C3 convertase of human complement: enhanced formation and stability of the enzyme generated with nickel instead of magnesium.

Abstract

We demonstrate that nickel++ (Ni) can replace Mg in the formation of the C3b,Bb enzyme, and that Ni is more efficient in enzyme formation than Mg. C3b-bearing sheep erythrocytes (EC3b) were used to measure radiolabeled Factor B uptake and C3 convertase activity. Up to nine times more Factor B was specifically bound to EC3b in the presence of Ni than in the presence of Mg under identical conditions. To form one effective hemolytic site (1 Z) per EC3b cell with Ni, three times less Factor B, 12 times less Factor D, and 66 times less metal ion were required than when using Mg. The C3b,Bb formed with Ni (C3b,Bb(Ni)) had a 5 to 10 times longer half-life at different temperatures than the enzyme formed with Mg (C3b,Bb(Mg)). Native properdin stabilized C3b,Bb(Ni) to the same extent as C3b,Bb(Mg) (four to five times) and Factor H accelerated similarly the decay of both enzymes.
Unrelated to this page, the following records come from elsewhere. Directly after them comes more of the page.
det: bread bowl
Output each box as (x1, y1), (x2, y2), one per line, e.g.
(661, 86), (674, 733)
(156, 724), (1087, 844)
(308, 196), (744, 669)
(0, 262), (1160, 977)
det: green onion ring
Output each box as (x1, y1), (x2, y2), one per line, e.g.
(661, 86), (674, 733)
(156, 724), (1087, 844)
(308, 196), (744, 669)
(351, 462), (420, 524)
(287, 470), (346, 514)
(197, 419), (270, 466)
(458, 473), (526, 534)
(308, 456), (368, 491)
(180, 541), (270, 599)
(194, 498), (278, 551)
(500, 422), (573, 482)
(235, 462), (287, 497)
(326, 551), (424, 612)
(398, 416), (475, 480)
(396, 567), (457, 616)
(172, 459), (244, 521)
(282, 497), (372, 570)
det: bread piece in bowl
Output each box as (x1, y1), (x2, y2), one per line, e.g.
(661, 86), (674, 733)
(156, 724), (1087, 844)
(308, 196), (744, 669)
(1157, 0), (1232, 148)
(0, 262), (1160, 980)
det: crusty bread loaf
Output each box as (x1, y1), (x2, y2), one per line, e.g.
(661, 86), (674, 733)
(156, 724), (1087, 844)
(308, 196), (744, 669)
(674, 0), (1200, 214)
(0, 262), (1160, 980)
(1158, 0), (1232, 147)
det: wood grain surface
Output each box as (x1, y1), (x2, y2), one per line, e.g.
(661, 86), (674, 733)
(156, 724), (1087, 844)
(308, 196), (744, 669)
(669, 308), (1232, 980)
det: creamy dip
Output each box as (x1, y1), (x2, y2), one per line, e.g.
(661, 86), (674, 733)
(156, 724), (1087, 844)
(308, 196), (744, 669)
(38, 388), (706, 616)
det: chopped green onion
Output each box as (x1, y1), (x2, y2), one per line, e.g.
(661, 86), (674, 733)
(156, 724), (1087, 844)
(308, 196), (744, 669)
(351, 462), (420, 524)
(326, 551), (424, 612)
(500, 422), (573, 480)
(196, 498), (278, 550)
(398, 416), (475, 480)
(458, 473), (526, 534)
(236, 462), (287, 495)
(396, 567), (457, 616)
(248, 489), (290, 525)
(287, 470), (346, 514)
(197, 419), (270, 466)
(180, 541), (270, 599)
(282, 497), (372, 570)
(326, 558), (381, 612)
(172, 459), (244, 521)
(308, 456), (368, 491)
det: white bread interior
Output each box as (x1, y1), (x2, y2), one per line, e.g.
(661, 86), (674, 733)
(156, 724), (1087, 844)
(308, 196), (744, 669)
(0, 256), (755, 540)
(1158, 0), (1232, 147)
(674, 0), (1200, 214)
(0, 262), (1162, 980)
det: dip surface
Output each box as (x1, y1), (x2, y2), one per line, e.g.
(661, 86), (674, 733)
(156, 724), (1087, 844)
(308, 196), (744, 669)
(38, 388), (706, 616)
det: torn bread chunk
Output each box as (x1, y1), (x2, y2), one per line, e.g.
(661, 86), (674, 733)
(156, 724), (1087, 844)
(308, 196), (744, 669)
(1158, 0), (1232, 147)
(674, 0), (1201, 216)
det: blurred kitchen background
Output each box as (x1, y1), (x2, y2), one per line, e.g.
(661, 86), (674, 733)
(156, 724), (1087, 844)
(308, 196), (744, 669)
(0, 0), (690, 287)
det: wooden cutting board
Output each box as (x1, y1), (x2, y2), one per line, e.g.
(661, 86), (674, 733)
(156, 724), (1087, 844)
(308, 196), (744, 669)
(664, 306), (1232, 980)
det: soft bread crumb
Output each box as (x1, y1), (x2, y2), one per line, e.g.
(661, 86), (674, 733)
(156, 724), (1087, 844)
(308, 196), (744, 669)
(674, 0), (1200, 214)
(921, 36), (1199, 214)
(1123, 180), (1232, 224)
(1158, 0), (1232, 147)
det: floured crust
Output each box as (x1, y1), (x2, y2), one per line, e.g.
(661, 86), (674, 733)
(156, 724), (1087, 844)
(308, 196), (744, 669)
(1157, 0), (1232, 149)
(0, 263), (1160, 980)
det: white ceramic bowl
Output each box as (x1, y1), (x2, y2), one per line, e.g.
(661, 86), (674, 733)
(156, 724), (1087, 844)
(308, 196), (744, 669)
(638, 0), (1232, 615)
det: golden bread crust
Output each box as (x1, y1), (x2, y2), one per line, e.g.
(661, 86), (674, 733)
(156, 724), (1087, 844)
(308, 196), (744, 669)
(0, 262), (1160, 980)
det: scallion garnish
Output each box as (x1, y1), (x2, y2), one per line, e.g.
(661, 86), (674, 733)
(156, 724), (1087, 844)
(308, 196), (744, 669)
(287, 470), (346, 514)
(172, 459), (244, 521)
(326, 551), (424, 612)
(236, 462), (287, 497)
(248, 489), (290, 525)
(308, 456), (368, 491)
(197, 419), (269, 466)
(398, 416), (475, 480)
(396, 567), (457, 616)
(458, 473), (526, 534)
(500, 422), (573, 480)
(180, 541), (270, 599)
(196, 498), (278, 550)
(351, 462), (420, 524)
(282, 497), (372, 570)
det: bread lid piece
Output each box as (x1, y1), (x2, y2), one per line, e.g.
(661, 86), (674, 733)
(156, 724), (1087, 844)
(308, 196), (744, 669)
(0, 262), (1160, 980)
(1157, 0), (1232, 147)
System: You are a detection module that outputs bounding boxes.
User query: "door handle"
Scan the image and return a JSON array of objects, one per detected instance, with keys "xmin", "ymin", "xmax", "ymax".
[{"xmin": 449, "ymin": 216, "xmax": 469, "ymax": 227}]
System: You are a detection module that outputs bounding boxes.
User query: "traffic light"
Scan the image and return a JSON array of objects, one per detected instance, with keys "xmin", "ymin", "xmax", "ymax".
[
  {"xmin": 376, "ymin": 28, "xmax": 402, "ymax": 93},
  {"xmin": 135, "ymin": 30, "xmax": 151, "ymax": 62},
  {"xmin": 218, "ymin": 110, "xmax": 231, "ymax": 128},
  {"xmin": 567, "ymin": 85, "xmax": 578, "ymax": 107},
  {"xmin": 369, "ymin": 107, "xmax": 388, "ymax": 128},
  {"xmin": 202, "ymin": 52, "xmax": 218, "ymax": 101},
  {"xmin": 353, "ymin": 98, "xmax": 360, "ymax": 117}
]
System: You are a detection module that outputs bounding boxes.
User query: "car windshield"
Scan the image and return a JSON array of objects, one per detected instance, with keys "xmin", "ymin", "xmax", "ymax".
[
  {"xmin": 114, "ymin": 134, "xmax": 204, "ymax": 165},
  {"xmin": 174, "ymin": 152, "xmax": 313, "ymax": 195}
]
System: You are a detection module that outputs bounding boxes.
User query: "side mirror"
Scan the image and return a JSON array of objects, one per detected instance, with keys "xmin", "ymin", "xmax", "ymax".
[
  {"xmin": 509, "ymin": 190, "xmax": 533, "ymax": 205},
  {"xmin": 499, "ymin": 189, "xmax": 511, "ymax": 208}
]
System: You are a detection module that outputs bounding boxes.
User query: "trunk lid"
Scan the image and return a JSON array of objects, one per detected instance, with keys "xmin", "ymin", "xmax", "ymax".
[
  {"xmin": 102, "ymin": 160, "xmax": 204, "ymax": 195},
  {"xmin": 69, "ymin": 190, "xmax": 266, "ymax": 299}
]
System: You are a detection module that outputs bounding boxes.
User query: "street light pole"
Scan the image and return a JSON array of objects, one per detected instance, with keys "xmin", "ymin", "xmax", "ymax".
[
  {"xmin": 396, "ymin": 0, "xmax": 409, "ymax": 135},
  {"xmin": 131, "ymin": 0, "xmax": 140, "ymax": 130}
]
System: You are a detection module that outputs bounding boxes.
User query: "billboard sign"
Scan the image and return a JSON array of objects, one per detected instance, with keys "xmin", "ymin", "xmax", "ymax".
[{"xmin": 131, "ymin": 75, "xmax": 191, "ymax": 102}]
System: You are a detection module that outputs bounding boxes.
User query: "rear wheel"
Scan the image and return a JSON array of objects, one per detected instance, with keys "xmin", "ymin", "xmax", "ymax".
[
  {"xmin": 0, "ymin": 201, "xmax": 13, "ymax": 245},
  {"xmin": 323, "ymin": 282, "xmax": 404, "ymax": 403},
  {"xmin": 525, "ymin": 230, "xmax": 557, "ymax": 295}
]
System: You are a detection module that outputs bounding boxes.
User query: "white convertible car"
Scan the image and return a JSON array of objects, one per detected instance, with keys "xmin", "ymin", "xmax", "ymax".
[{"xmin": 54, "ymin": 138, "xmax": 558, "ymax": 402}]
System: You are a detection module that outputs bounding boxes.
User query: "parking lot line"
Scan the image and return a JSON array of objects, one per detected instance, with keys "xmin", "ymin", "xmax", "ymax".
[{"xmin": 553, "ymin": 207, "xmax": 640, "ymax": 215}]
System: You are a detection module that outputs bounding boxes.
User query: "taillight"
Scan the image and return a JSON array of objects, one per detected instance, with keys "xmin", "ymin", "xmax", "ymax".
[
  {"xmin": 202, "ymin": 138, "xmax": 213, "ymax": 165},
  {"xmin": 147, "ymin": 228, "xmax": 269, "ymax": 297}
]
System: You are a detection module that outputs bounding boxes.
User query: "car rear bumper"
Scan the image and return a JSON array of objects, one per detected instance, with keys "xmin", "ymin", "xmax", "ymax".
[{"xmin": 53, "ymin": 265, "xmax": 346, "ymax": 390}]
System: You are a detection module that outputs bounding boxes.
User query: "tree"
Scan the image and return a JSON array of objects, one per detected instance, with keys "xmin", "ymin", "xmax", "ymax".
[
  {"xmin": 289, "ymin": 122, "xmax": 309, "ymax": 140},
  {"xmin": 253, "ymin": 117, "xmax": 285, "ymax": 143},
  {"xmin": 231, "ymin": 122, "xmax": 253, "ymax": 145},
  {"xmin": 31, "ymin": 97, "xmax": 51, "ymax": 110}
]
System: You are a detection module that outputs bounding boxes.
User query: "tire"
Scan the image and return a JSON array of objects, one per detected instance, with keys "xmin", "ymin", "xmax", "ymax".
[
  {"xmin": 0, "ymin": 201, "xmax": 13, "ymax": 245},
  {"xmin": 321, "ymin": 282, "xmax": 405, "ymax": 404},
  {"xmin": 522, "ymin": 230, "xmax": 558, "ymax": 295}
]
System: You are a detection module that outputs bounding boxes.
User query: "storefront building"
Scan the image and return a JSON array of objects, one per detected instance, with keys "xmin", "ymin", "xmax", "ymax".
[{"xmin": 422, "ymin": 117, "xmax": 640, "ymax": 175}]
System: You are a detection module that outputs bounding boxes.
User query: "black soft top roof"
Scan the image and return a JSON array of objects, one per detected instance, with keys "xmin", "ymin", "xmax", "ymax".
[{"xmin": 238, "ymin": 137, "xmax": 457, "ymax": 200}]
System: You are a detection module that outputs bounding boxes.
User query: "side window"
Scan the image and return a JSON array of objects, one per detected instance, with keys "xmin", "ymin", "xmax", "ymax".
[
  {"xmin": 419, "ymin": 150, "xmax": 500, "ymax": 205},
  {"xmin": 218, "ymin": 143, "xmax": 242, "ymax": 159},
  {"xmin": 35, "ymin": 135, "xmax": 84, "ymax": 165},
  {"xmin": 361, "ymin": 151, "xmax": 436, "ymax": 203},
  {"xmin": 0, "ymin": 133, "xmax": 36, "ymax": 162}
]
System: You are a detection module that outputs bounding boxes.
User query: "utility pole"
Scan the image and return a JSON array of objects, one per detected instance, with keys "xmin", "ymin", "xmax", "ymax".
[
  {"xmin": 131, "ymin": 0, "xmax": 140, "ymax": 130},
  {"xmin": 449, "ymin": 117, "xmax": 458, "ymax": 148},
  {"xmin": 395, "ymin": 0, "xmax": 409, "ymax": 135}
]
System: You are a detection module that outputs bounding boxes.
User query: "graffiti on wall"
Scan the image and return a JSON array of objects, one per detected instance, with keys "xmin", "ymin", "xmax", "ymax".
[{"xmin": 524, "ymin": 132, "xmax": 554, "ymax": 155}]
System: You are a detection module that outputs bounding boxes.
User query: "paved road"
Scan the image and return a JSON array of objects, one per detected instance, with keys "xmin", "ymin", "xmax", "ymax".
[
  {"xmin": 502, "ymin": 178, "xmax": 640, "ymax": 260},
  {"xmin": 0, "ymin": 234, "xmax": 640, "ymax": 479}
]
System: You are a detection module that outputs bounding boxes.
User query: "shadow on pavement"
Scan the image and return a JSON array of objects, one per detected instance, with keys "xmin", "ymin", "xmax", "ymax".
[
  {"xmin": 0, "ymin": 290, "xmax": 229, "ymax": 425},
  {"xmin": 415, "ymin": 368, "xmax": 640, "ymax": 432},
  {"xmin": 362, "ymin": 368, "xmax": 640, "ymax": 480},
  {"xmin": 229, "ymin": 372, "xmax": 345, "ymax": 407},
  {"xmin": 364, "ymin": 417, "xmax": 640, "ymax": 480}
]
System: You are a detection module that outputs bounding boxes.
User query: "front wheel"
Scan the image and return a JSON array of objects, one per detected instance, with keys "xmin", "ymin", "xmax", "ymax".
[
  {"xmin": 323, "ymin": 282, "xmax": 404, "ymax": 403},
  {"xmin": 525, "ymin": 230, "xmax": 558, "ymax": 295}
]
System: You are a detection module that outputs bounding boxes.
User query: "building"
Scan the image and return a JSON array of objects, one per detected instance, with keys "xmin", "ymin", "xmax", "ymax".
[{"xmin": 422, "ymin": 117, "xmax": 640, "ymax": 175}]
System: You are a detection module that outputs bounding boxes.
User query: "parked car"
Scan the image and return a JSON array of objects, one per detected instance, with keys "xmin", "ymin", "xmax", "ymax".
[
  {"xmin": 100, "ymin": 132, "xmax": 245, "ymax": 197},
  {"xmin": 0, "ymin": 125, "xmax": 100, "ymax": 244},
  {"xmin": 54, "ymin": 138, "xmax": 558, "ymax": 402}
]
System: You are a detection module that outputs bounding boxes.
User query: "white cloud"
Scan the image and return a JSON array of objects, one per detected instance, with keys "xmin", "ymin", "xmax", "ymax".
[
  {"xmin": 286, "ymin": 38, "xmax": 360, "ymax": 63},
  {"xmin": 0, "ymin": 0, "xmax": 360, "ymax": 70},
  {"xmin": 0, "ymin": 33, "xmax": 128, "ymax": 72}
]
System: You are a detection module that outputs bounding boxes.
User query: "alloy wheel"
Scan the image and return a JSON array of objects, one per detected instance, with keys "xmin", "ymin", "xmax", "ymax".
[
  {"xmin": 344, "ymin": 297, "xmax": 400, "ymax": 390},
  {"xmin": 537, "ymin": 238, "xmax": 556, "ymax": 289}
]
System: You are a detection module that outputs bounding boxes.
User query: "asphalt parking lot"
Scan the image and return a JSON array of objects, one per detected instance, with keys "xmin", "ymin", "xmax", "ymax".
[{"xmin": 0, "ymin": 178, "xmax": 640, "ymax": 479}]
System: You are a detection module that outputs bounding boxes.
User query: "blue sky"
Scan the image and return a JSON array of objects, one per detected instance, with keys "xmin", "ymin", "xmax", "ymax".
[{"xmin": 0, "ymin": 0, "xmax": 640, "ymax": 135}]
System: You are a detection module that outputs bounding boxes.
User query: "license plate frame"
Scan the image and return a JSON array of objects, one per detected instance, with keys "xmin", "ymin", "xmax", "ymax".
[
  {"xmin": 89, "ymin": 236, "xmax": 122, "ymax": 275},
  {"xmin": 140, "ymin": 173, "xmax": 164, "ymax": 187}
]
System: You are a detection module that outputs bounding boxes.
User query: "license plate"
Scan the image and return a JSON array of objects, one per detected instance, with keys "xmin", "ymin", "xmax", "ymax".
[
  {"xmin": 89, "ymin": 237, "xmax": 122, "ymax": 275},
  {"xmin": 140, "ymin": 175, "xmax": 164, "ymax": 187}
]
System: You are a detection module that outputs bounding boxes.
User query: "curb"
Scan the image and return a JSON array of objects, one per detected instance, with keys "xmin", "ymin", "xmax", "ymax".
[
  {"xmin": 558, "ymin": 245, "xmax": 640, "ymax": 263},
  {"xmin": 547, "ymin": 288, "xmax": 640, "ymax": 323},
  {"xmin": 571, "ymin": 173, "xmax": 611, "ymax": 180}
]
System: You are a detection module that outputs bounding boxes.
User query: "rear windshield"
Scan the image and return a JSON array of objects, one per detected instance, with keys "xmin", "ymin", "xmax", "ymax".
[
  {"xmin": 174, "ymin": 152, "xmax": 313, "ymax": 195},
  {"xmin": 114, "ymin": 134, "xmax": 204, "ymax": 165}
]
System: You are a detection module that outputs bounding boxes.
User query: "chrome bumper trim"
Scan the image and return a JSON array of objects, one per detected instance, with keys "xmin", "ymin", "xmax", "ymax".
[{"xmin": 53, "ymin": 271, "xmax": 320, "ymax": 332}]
Ni could also replace Mg in the formation of the C4b,2a enzyme. C4b,2a formation was measured by using C1 and C4b-bearing sheep erythrocytes (EAC1,4b) and native C2. To form 1 Z per EAC1,4b cell with Ni, two times less C2 and 60 times less metal ion were required than when using Mg. The half-life of the C4b,2a formed with Ni was two times longer than that formed with Mg. Decay of both C3b,Bb and C4b,2a enzymes formed either with Mg or with Ni was unaffected by EDTA. These results show that Ni is more efficient than Mg in the generation of both enzymes and suggest that Ni binds to the Mg-binding sites of the enzymes with a higher affinity than Mg.